TensorFlow Serving
Introduction
TensorFlow Serving is a specialized system designed to deploy machine learning models in production environments. It's a key component of TensorFlow's ecosystem that bridges the gap between model development and real-world applications. When you've trained a brilliant model, you need a reliable way to make it available to users or other applications - that's exactly what TensorFlow Serving provides.
In this guide, we'll explore how TensorFlow Serving allows you to:
- Serve multiple models or versions simultaneously
- Deploy models without server downtime
- Scale to handle large numbers of requests
- Integrate with containerization tools like Docker
- Serve predictions with high performance and low latency
Whether you're deploying your first simple model or managing complex production systems, understanding TensorFlow Serving is an essential skill for modern machine learning workflows.
What is TensorFlow Serving?
TensorFlow Serving is a production-ready serving system specifically designed for machine learning models. It allows you to deploy new algorithms and experiments while maintaining the same server architecture and APIs.
Key Features
- Version Management: Maintain multiple versions of your model in parallel
- High Performance: Optimized for production environments with high throughput requirements
- Flexible Architecture: Easily extensible to serve different types of models and data
- Standard APIs: Provides both REST and gRPC interfaces for model serving
- Easy Integration: Works seamlessly with TensorFlow models and can be containerized
Installing TensorFlow Serving
Let's start by installing TensorFlow Serving.
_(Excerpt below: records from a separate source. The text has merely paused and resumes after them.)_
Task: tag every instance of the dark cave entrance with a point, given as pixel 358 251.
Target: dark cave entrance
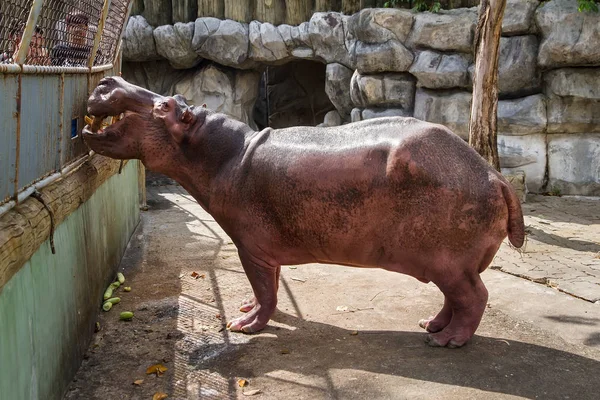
pixel 292 94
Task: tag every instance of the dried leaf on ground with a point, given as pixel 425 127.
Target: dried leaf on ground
pixel 157 369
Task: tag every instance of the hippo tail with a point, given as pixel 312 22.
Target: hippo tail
pixel 516 225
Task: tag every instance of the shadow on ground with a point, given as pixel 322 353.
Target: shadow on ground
pixel 180 323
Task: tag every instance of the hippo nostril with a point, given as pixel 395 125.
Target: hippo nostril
pixel 106 81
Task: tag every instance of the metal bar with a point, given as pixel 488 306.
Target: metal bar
pixel 99 32
pixel 61 113
pixel 48 69
pixel 18 134
pixel 43 183
pixel 123 26
pixel 36 9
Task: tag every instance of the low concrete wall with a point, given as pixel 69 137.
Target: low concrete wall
pixel 48 308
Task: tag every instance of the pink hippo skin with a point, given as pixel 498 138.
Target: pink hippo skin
pixel 393 193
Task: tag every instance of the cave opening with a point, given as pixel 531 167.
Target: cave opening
pixel 292 94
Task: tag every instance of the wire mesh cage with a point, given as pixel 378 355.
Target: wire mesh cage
pixel 64 33
pixel 111 34
pixel 13 18
pixel 70 27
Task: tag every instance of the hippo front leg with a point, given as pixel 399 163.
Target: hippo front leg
pixel 264 279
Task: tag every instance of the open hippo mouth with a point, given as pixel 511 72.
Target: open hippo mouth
pixel 119 113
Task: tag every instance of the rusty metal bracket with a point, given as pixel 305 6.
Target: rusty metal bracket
pixel 38 196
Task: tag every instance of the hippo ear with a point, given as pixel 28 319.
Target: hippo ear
pixel 187 117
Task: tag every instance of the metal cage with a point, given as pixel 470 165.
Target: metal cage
pixel 52 54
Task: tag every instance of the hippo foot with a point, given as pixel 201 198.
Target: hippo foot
pixel 255 320
pixel 446 339
pixel 248 304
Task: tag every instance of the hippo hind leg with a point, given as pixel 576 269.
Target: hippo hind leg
pixel 264 279
pixel 441 320
pixel 467 300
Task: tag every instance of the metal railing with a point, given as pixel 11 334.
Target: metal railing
pixel 52 54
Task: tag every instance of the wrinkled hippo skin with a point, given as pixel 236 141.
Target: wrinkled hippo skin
pixel 393 193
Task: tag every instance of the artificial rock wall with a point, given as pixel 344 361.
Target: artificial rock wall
pixel 395 62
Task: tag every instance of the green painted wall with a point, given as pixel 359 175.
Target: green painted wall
pixel 48 309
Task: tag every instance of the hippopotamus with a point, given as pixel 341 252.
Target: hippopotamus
pixel 394 193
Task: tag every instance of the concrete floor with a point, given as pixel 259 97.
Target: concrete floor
pixel 339 332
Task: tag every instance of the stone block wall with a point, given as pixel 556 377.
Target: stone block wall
pixel 396 62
There are several ways to install it, but we'll cover the most common approaches.
Using Docker (Recommended for Beginners)
Docker is the simplest way to get started with TensorFlow Serving:
# Pull the TensorFlow Serving Docker image
docker pull tensorflow/serving
# Start a TensorFlow Serving container
docker run -p 8501:8501 \
--name tensorflow_serving \
--mount type=bind,source=/path/to/your/models/directory,target=/models \
-e MODEL_NAME=your_model_name \
tensorflow/serving
Using apt (for Ubuntu)
# Add TensorFlow Serving distribution URI as a package source
echo "deb [arch=amd64] http://storage.googleapis.com/tensorflow-serving-apt stable tensorflow-model-server tensorflow-model-server-universal" | sudo tee /etc/apt/sources.list.d/tensorflow-serving.list
# Add tensorflow serving repository key
curl https://storage.googleapis.com/tensorflow-serving-apt/tensorflow-serving.release.pub.gpg | sudo apt-key add -
# Update packages and install TensorFlow Serving
sudo apt update
sudo apt-get install tensorflow-model-server
Preparing a Model for Serving
Before serving a model, you need to export it in the SavedModel format, which is TensorFlow's recommended format for model deployment.
Exporting a SavedModel
Here's a basic example of training a simple model and saving it in the SavedModel format:
import tensorflow as tf
import numpy as np
import os
# Create a simple model
model = tf.keras.Sequential([
tf.keras.layers.Dense(128, activation='relu', input_shape=(10,)),
tf.keras.layers.Dense(64, activation='relu'),
tf.keras.layers.Dense(1)
])
model.compile(optimizer='adam', loss='mse')
# Train with dummy data
x_train = np.random.random((100, 10))
y_train = np.random.random((100, 1))
model.fit(x_train, y_train, epochs=5, verbose=1)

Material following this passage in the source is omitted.